Well, I think it is definitely the beginning of more people paying attention to the work that we're doing, especially now where so many of our Divine Nine organizations are starting political action committees so that they can endorse candidates and can be more engaged. I know that my sorority has an affiliated PAC that was just formed. I know that the men of Omega, I have an affiliated PAC that they have formed so that they can get more engaged. The men of Kappa Alpha. I have worked with the Crimson PAC for cycle after Cycle now. But it's not getting a lot of attention because that is not the main work that they're doing in the community. But it is new work that is definitely worth elevating because it is a difference that we can make when we're winning elections like we did in Georgia by only 11,780 votes, then we know that every vote matters. And if we have trusted messengers for communities, getting those people out will make the difference.
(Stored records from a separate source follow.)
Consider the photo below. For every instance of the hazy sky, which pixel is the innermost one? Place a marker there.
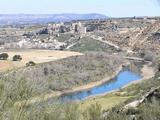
(114, 8)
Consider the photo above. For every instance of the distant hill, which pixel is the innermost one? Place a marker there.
(8, 19)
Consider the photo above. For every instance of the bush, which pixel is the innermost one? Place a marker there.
(17, 58)
(30, 63)
(4, 56)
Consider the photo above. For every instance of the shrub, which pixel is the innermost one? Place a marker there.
(4, 56)
(17, 58)
(30, 63)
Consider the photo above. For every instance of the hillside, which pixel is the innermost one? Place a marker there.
(8, 19)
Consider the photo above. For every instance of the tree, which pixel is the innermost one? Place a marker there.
(4, 56)
(30, 63)
(94, 112)
(17, 58)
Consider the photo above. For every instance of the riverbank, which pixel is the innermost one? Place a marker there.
(146, 73)
(54, 94)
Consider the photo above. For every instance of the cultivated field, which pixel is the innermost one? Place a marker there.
(38, 56)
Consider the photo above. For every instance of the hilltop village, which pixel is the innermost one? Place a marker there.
(45, 65)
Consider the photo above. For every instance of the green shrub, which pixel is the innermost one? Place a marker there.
(4, 56)
(17, 58)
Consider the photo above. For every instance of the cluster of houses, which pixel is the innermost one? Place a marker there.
(32, 39)
(67, 27)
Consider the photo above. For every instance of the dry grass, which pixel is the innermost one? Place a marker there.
(38, 56)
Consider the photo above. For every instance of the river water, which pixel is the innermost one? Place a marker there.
(123, 78)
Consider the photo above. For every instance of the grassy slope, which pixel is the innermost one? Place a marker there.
(88, 44)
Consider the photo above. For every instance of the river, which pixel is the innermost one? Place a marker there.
(123, 78)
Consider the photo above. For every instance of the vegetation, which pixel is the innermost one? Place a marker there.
(17, 58)
(4, 56)
(30, 63)
(88, 44)
(69, 72)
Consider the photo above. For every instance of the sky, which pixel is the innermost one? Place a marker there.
(112, 8)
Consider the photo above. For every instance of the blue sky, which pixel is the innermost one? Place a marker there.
(114, 8)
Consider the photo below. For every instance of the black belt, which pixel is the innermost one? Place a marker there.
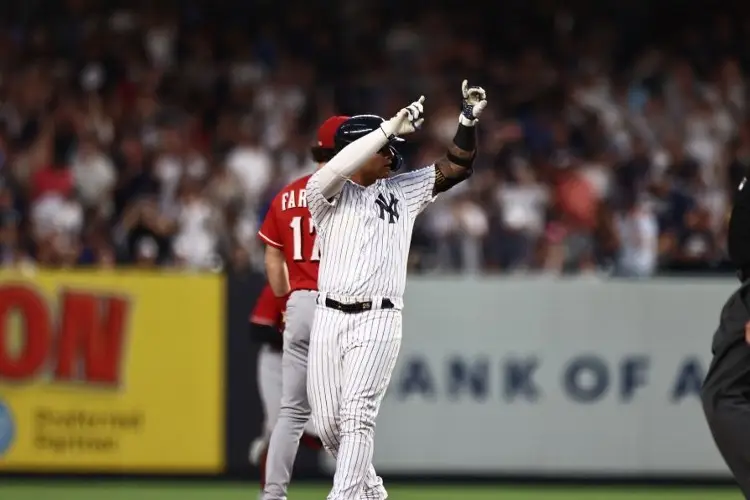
(357, 307)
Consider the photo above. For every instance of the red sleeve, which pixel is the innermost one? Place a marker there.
(266, 310)
(269, 230)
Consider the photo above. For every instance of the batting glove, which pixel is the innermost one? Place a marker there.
(474, 102)
(406, 121)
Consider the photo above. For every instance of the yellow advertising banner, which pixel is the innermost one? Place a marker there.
(111, 372)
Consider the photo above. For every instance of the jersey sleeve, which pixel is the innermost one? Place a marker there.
(418, 187)
(320, 207)
(269, 230)
(266, 310)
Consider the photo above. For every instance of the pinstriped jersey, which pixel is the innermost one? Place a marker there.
(364, 233)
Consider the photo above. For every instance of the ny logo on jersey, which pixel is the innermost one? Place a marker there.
(389, 207)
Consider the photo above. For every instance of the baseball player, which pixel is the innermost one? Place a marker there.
(726, 390)
(364, 218)
(266, 325)
(292, 260)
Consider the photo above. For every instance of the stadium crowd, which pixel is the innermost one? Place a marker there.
(156, 136)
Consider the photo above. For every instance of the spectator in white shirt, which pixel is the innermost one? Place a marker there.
(638, 233)
(94, 175)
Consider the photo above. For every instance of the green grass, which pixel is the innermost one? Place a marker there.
(48, 490)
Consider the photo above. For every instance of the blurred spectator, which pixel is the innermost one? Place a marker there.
(637, 232)
(135, 137)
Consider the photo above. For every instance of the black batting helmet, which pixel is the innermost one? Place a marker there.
(361, 125)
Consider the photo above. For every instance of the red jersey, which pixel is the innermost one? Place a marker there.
(288, 227)
(266, 310)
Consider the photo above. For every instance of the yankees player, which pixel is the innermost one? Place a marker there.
(266, 325)
(292, 259)
(364, 220)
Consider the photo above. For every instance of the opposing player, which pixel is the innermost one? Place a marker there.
(364, 220)
(266, 327)
(292, 260)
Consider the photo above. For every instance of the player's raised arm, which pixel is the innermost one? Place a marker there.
(456, 165)
(329, 179)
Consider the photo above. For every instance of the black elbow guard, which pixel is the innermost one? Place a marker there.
(266, 335)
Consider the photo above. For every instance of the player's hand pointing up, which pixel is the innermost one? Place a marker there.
(474, 102)
(406, 121)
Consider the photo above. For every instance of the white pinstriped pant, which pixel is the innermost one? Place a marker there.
(350, 363)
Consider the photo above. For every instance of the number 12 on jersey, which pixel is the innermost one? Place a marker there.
(298, 239)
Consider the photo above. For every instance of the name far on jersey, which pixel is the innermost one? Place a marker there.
(294, 198)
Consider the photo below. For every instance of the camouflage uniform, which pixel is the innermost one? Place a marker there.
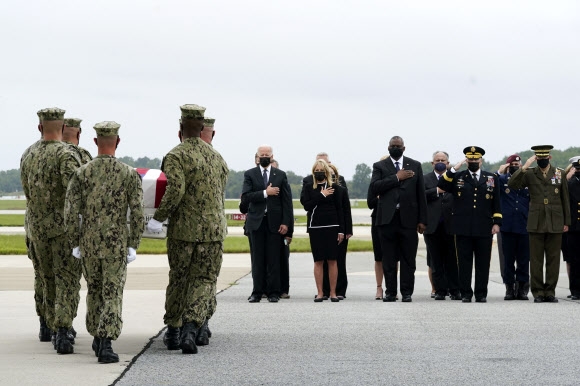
(101, 192)
(45, 174)
(38, 289)
(194, 203)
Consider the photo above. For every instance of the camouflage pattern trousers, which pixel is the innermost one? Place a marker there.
(38, 288)
(193, 272)
(105, 283)
(60, 275)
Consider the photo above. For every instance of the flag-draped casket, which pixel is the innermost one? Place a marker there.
(154, 183)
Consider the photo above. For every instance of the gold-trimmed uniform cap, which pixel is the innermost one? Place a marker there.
(107, 128)
(51, 114)
(190, 111)
(542, 150)
(73, 122)
(208, 122)
(473, 152)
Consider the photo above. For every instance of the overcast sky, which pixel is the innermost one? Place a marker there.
(303, 76)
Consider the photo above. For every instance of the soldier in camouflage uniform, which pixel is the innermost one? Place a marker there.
(99, 194)
(44, 333)
(194, 204)
(45, 175)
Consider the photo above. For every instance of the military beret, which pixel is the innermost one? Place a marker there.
(51, 114)
(208, 122)
(513, 158)
(192, 111)
(107, 128)
(73, 122)
(542, 150)
(473, 152)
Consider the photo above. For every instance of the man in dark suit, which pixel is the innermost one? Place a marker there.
(476, 217)
(342, 280)
(270, 213)
(437, 237)
(401, 213)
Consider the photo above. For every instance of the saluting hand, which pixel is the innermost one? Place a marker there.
(328, 191)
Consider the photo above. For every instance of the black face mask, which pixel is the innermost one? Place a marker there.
(264, 162)
(395, 152)
(473, 166)
(543, 162)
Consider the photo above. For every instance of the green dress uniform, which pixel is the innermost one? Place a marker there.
(549, 212)
(100, 193)
(194, 204)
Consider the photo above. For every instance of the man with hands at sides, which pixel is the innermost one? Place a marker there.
(476, 217)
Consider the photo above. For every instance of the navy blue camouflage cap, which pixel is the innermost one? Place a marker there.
(107, 128)
(51, 114)
(191, 111)
(73, 122)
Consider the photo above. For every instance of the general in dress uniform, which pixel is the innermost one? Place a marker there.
(548, 218)
(476, 217)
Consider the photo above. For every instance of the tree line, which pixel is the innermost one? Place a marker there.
(357, 187)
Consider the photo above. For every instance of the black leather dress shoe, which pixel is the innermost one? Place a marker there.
(254, 299)
(390, 298)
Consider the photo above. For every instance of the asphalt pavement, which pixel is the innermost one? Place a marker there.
(358, 341)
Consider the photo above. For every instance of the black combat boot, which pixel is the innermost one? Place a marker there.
(202, 338)
(106, 354)
(63, 345)
(509, 292)
(171, 338)
(95, 346)
(44, 334)
(188, 334)
(522, 291)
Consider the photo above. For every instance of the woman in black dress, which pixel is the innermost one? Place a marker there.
(325, 224)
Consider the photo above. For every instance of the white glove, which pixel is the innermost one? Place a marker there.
(132, 255)
(77, 252)
(154, 226)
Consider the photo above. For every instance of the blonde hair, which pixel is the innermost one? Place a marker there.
(327, 171)
(336, 175)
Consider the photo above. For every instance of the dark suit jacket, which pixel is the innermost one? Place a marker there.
(437, 205)
(476, 204)
(280, 210)
(409, 193)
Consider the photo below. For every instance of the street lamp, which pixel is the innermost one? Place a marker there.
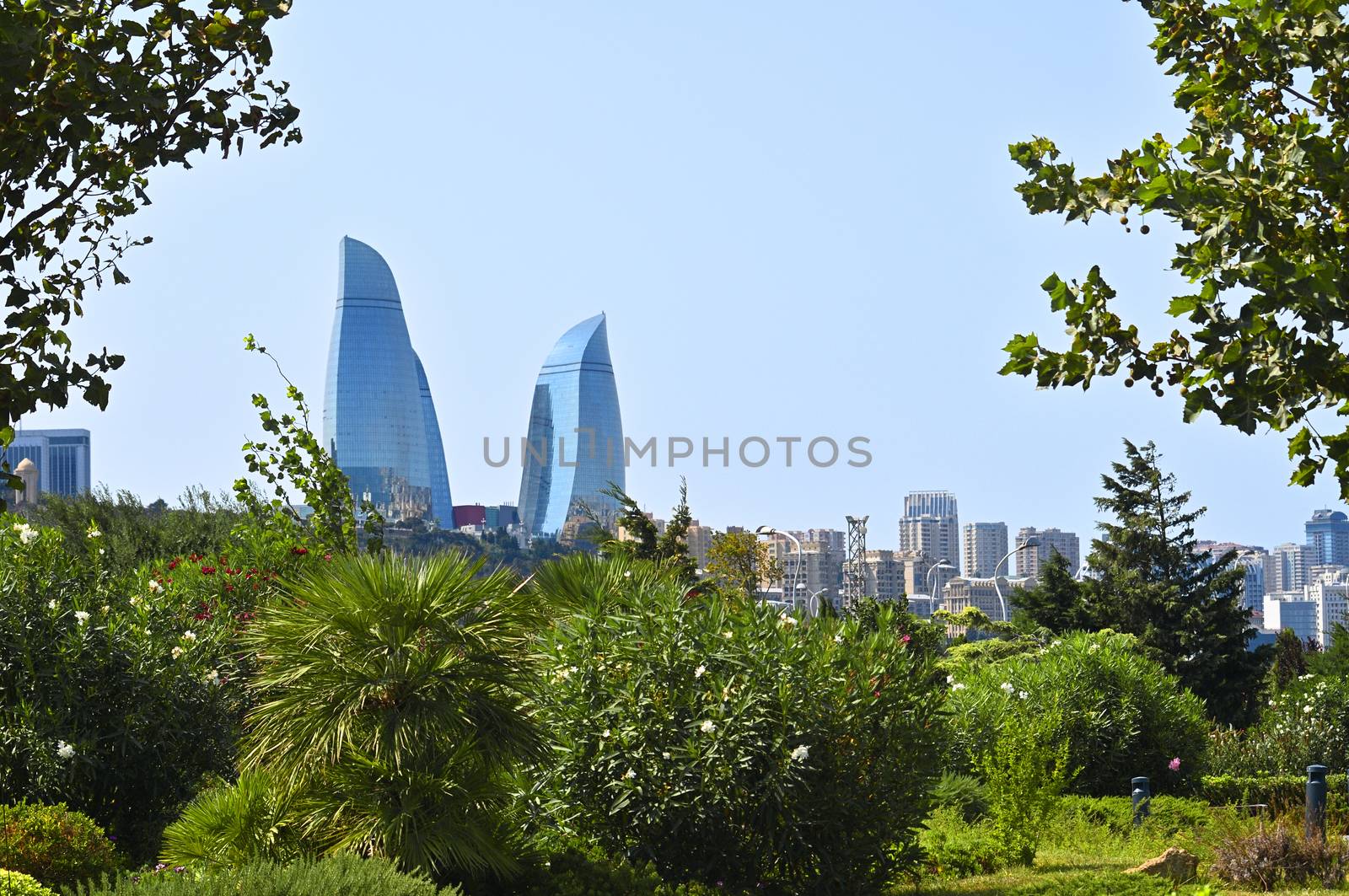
(941, 564)
(1029, 543)
(796, 572)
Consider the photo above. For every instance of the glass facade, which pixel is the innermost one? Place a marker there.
(61, 456)
(377, 399)
(575, 442)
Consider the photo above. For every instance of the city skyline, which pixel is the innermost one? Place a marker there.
(755, 229)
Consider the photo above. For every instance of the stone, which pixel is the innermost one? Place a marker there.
(1175, 865)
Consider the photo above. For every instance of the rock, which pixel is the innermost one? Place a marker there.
(1175, 865)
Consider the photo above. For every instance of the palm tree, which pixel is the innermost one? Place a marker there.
(393, 703)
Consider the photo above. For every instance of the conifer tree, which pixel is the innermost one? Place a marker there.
(1153, 583)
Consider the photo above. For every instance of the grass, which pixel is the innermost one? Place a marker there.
(1078, 842)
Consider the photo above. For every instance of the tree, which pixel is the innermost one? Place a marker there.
(1258, 188)
(641, 540)
(393, 705)
(739, 561)
(1153, 583)
(1290, 660)
(94, 96)
(1056, 602)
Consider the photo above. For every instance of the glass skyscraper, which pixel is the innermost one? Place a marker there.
(575, 443)
(61, 456)
(379, 421)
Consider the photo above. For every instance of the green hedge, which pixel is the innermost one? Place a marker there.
(341, 876)
(1274, 790)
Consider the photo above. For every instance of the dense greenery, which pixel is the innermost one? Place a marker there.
(96, 94)
(725, 741)
(1120, 713)
(1256, 192)
(54, 845)
(391, 705)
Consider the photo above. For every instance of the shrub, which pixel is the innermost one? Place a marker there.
(1279, 855)
(1305, 725)
(393, 705)
(118, 693)
(961, 792)
(728, 743)
(1121, 713)
(20, 884)
(57, 846)
(1169, 815)
(339, 876)
(953, 848)
(1027, 768)
(1108, 884)
(234, 824)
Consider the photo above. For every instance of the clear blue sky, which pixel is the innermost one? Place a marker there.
(799, 217)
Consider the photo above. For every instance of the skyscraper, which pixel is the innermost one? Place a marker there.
(1029, 561)
(575, 442)
(985, 544)
(931, 525)
(61, 456)
(379, 421)
(1328, 537)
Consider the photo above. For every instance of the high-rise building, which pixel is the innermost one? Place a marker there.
(1287, 568)
(985, 545)
(575, 442)
(379, 421)
(931, 525)
(1050, 541)
(61, 456)
(1328, 537)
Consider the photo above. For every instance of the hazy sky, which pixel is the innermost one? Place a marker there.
(799, 217)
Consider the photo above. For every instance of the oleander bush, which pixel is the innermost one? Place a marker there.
(54, 845)
(728, 743)
(337, 876)
(119, 693)
(1121, 713)
(1308, 723)
(20, 884)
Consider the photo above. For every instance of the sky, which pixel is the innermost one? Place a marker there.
(800, 220)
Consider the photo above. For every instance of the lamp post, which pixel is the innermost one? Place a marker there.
(1029, 543)
(941, 564)
(796, 572)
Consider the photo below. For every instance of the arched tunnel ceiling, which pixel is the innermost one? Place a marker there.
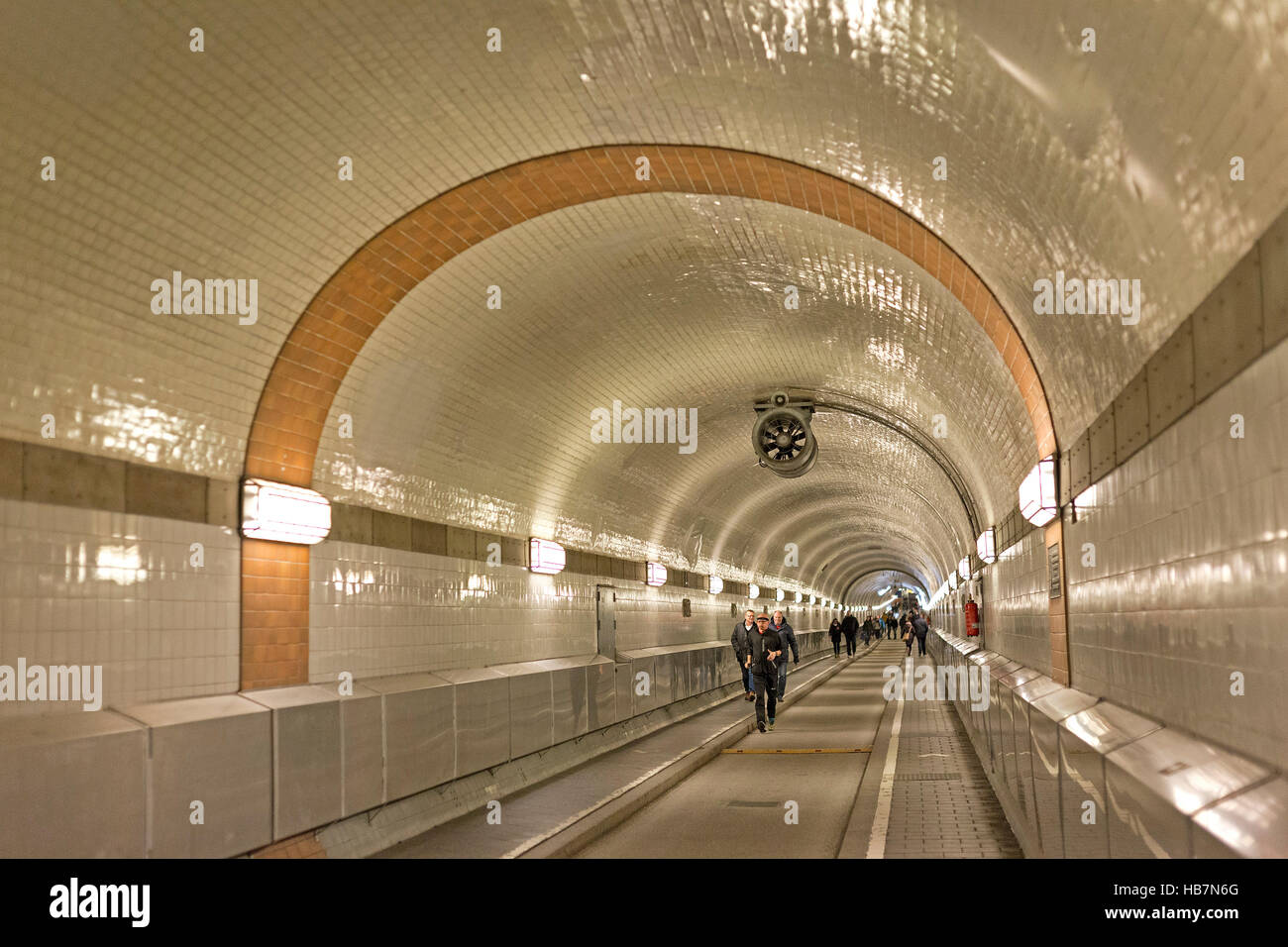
(468, 414)
(222, 163)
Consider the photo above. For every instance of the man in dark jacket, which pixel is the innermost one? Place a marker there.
(919, 628)
(789, 638)
(761, 659)
(850, 629)
(739, 641)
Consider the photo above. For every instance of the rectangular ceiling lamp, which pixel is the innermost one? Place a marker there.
(281, 513)
(986, 547)
(1038, 500)
(545, 557)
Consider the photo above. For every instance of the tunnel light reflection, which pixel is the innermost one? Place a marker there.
(281, 513)
(986, 547)
(545, 557)
(120, 565)
(1038, 500)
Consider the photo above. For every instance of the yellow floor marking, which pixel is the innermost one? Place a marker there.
(828, 749)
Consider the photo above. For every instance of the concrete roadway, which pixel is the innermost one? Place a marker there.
(734, 806)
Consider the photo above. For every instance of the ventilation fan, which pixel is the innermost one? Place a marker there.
(782, 436)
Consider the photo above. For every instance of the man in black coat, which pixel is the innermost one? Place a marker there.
(742, 633)
(789, 638)
(850, 629)
(765, 650)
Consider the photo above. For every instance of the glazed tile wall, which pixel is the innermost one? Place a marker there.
(377, 611)
(1017, 608)
(91, 587)
(1190, 575)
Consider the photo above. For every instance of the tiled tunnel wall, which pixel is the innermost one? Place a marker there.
(120, 590)
(1188, 583)
(1016, 612)
(377, 611)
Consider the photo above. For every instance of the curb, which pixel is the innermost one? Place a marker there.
(630, 799)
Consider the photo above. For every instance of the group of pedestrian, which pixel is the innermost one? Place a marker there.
(914, 626)
(761, 643)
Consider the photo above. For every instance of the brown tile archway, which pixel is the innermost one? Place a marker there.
(327, 337)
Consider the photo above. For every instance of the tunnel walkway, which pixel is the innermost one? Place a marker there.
(820, 785)
(934, 801)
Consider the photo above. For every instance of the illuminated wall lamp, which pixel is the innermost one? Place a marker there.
(986, 547)
(546, 558)
(1038, 500)
(281, 513)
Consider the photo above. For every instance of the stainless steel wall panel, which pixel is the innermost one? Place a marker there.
(1086, 737)
(1155, 784)
(420, 732)
(600, 693)
(625, 678)
(482, 698)
(1228, 331)
(72, 787)
(217, 750)
(1170, 373)
(568, 703)
(307, 775)
(362, 733)
(531, 706)
(1249, 825)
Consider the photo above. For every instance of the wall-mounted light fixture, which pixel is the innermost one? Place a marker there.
(986, 547)
(545, 557)
(1038, 500)
(279, 513)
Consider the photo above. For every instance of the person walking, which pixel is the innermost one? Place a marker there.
(850, 629)
(741, 642)
(919, 628)
(789, 638)
(763, 652)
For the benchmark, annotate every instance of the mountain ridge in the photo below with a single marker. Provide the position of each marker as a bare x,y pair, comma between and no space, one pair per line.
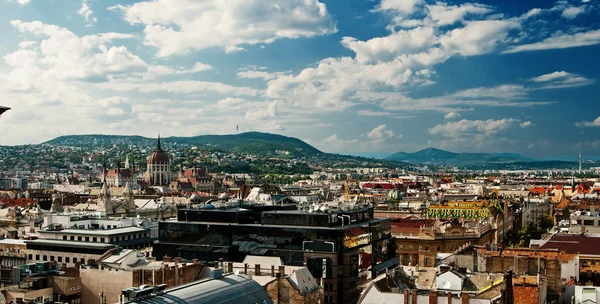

Well, Congresswoman Williams, thank you so much for talking with us here.
In the heart of the heart of the fighting fifth.
In the heart of the fighting fifth by the train station. When we come back, a local member of AKA Gone Viral for her clever spin on a voter turnout campaign.
I'm rolling on this one. Okay, Audie. And we're rolling.
You know, I can't explain the viral voter turnout campaign stroll to the polls or even the origin of strolling better than AKA member Maisha Land.
So strolling is a is a culture that we do in black Greek organizations that was actually created by Alpha Kappa Alpha in the 40s. We used to call it party walking where you did choreography and you went to a party and you did it together or you came to the campus and you demonstrated your pride for your organization. It then became a fitness opportunity as a dance teacher. A dance school owner.
Maisha Land grew up in Atlanta. Her dad was a pastor at Rush Memorial Congregational Church. It's about a mile away from where we're sitting. Her mom was a long time city council member. In 2020, Maisha managed to put strolling in the national spotlight kind of by accident.
When Covid hit, I couldn't open our dance studios and I was watching just people on the Internet, people online and on social media, particularly Facebook, talking about how depressed they were, how trapped they felt. So I decided to take my listserv of people and create a Facebook group called Stroll through Fitness. I would literally have a free stroll class online and Facebook Live, and every weekend the theme would be different.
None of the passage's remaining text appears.